Wednesday, August 15, 2012

Paths to Hell Aren't Clearly Marked

    Days fell into a bleak routine. Hero Hottie would typically leave early for work, dark shadows under his eyes and a haggard expression on his face. Did he smile at all during this time? I don't recall. Joy was one thing missing from our household. It had left on some midnight train, and we didn't know if it had a return ticket.
     I would sleep in. Deep bone fatigue filled me and I knew as soon as I pulled myself from the bed the pain of the day would start. If I hadn't had two small children I would have curled up in a ball under the covers and never got out of bed.
     As it was, I had a four year old Bean and a two year old Abu to take care of. And if you can imagine any more stress in this situation, three months before my first fistula surgery, Abu had been diagnosed with type 1 diabetes.
      Four to six shots a day. 8-10 blood sugar checks a day. The heart wrenching agony I felt as I watched my bright and beautiful toddler skipping around the house without a care in the world; her eyes innocent and clear...
     And then with each shot, with each blood sugar poke, watching an awareness cloud that innocence as she realized that life wasn't as carefree as she assumed. I would cry at night, watching her sleep. Snuggle her close and wonder why in this 'advance' age of medicine that our best cure for a malfunctioning pancreas was numerous, violent invasions into the skin. Insulin can't be swallowed or inhaled; it has to be injected.
     So many times a day I had to hurt my daughter. It killed me emotionally. To look at my baby, Abu who was the kindest and gentlest soul I had ever met; and have to cause her physical pain every few hours.
     She was so brave too. Right from the start. This child didn't hardly complain, she didn't fight me; I didn't have to hold her down to give her the shots. No, she would stand still, like a little soldier in attendance, offer me her arm and stare into space.
    At the age of two.
    How could she be so strong? But there was something I started to realize about Abu; her inner faith is far more solid than mine. She doesn't struggle with it as much; she simply believes in good and that everything works out. And there is a bit naivete with that but she feels it in her soul.
    At night she is the one who reminds us that we have to remember to say grace. She is the one who always offers forgiveness. And perhaps even at the age of two; that inner strength is what kept her from turning angry and bitter over the hand she had been given.
    Perhaps it's her faith. And that's something I admire greatly. To have such a deep faith at her age...
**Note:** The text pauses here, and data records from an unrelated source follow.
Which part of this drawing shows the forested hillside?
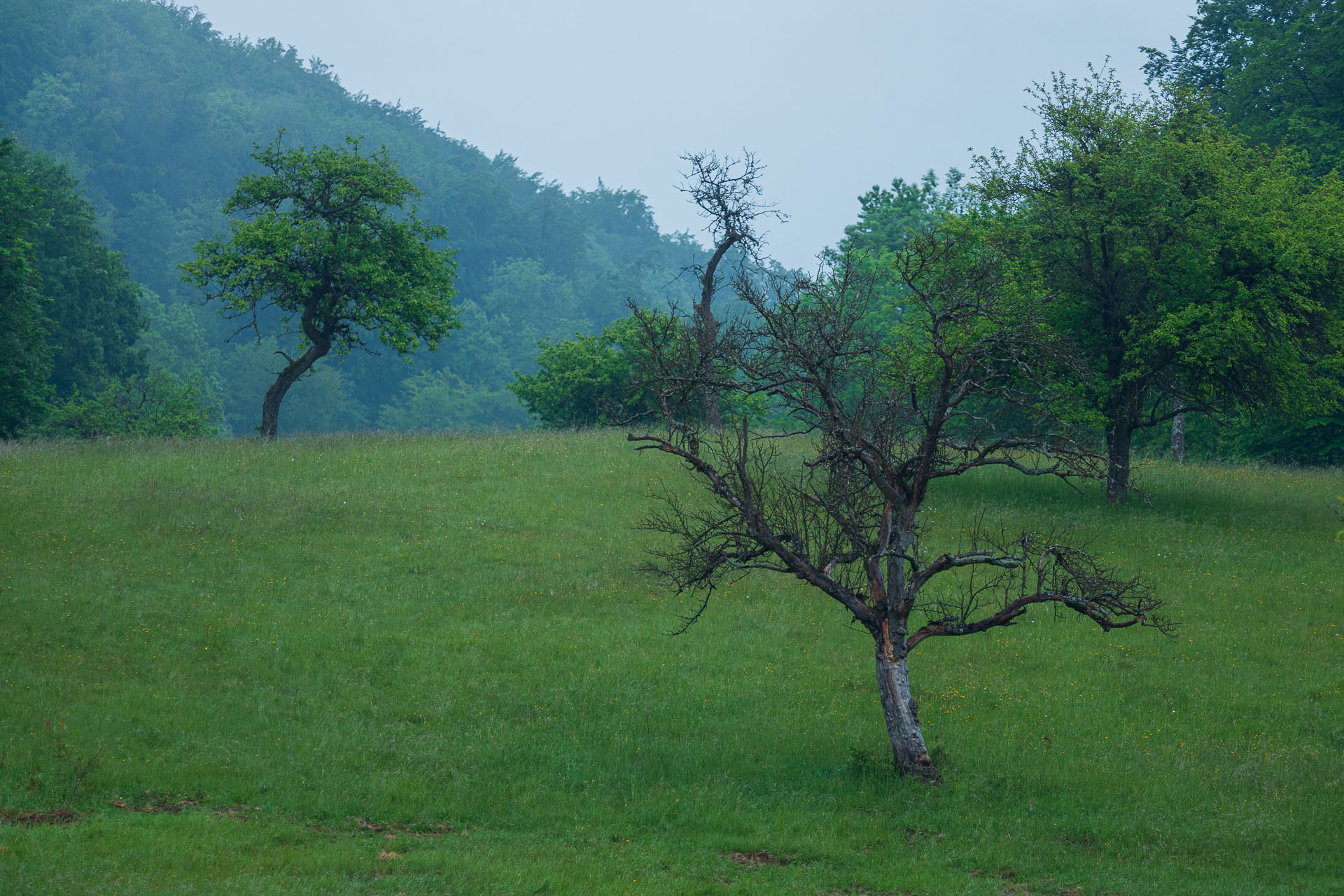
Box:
[0,0,699,435]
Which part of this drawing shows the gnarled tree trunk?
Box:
[1172,402,1185,463]
[878,637,938,783]
[260,340,330,440]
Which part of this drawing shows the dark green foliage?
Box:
[1144,0,1344,174]
[977,73,1344,500]
[0,0,699,428]
[36,370,219,440]
[18,141,146,398]
[0,137,51,438]
[839,168,967,258]
[508,316,662,428]
[1145,0,1344,465]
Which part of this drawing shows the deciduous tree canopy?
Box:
[183,133,458,438]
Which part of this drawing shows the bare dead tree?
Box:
[681,150,786,430]
[626,232,1169,780]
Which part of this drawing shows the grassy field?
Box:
[0,433,1344,896]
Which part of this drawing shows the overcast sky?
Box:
[199,0,1195,266]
    Her diabetes is also one of the reasons I would drag myself from the bed. I wasn't going to let her down and not take care of her needs. She needed shots and she needed them on time so they would give her the best control over her blood sugars.
    We would have breakfast, but not at the table like before. The girls took to eating it on little trays while they watched television.
    Suddenly, they were watching a lot of television. We didn't have cable, so PBS was the only channel that offered us anything with kid stuff on it.
   That and I would watch court tv. What the hell? Me, who didn't hardly watch television ever. I was now addicted to shows that featured people arguing and fighting and were in general miserable.
   
    Then the fun part of the day would start. My Mom would come over to pack my bottom. And this gets a bit graphic; but the cotton gauze that went in the night before would have to be pulled out. This wasn't quite as painful but I would go into the bathroom and cry while I pulled and pulled. Then I would feel like throwing up because it was always trying to get infected- it was nasty.
    Then a bath to soak the raw tissues. And sometimes I would stay in there for longer than the fifteen or twenty minutes I was told I needed because I knew what was coming as soon as I stepped from the tub.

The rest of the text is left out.